Graphsignal has a built-in support for distributed training and inference, e.g. multi-node and multi-gpu training. If workloads involve multiple workers, the dashboards seamlessly aggregate, structure and visualize data from all workers.

Single-node, single-process, multi-GPU workloads

This setup is supported out-of-the box without any additional configuration.

Single-node, multi-process, multi-GPU workloads

In the case of multi-process setup, the support is framework specific. If environment variables from rank zero worker are passed to other workers, the profiler will automatically group workers into a run. Otherwise, run_id argument of graphsignal.configure method or GRAPHSIGNAL_RUN_ID environment variable should be used to pass the same run ID to all workers. The ID should be unique for each run.

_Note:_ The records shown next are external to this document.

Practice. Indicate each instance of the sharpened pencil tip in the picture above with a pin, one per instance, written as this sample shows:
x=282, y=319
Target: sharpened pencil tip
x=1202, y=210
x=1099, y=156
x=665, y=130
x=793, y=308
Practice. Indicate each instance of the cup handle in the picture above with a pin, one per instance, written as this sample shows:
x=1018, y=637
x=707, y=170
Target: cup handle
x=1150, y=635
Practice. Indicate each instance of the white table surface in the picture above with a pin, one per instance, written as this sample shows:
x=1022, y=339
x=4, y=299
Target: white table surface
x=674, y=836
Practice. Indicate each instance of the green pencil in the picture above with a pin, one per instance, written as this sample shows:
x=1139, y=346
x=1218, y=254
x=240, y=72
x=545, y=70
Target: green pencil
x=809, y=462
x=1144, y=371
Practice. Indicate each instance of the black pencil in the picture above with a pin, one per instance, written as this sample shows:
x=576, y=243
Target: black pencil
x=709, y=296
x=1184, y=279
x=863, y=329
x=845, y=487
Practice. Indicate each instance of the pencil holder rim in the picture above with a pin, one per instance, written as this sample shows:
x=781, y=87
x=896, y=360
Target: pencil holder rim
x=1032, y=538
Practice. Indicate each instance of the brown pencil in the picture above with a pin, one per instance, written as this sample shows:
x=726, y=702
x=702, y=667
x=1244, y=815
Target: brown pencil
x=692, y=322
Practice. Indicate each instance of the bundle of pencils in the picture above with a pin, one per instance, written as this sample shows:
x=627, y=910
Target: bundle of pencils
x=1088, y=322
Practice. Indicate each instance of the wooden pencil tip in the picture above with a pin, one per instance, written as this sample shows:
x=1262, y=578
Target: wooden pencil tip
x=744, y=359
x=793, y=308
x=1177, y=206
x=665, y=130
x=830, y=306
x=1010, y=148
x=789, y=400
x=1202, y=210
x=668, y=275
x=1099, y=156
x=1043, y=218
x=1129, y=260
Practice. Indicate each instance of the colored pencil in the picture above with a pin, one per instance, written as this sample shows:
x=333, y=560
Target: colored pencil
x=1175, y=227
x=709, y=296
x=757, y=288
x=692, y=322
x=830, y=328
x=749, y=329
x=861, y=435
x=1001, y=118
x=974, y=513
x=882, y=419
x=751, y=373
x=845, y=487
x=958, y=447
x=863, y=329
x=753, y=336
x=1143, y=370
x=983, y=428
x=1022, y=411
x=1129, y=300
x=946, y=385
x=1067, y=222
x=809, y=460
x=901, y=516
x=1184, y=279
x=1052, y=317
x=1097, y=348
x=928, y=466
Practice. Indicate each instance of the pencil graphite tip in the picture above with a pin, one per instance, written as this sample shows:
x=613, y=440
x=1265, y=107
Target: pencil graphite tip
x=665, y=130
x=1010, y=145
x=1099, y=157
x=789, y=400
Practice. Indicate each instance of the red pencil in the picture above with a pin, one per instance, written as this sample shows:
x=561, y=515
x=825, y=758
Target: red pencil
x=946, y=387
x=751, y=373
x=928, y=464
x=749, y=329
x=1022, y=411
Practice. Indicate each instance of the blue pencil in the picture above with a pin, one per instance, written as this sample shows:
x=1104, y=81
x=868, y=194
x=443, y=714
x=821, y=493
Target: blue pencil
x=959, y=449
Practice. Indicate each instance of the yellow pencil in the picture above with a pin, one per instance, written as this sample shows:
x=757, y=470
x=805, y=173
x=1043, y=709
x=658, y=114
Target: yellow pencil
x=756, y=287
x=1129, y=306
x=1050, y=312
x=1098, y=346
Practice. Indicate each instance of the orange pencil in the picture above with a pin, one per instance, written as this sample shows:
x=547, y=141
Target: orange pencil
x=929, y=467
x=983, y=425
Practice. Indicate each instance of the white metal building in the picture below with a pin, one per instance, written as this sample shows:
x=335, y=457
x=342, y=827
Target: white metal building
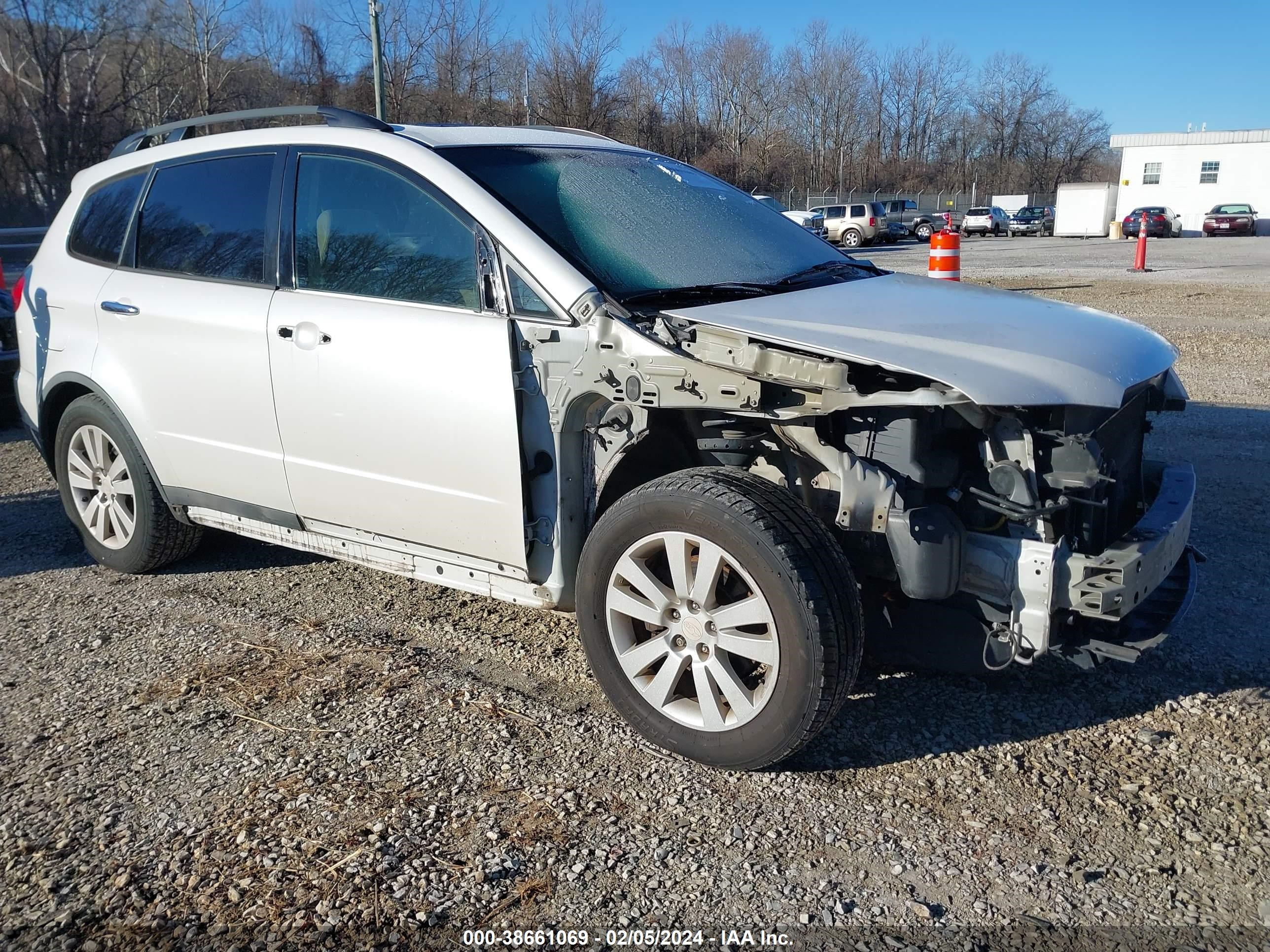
x=1192, y=172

Depending on the framework and, more specifically, the way it allows to pass/share arguments to all workers, the run ID can be generated before every run and provided to all worker scripts.

Here is an example of defining GRAPHSIGNAL_RUN_ID environment variable for a script that launches multiple processes on a single host, for example using torch.distributed.launch. Every time this command is run, a new ID will be generated.

GRAPHSIGNAL_RUN_ID=$(cat /proc/sys/kernel/random/uuid) ./my_distributed_train.sh

If the launcher script is written in python, this can also be done with the help of graphsignal package:

import graphsignal
os.environ['GRAPHSIGNAL_RUN_ID'] = graphsignal.generate_uuid()

Check framework-specific integration documentation for recommended setup.

Multi-node, multi-process, multi-GPU workloads

Multi-node setup is similar to single-node, multi-process setup, although a different mechanism of passing run ID may be necessary. See framework-specific integration documentation for recommended setup.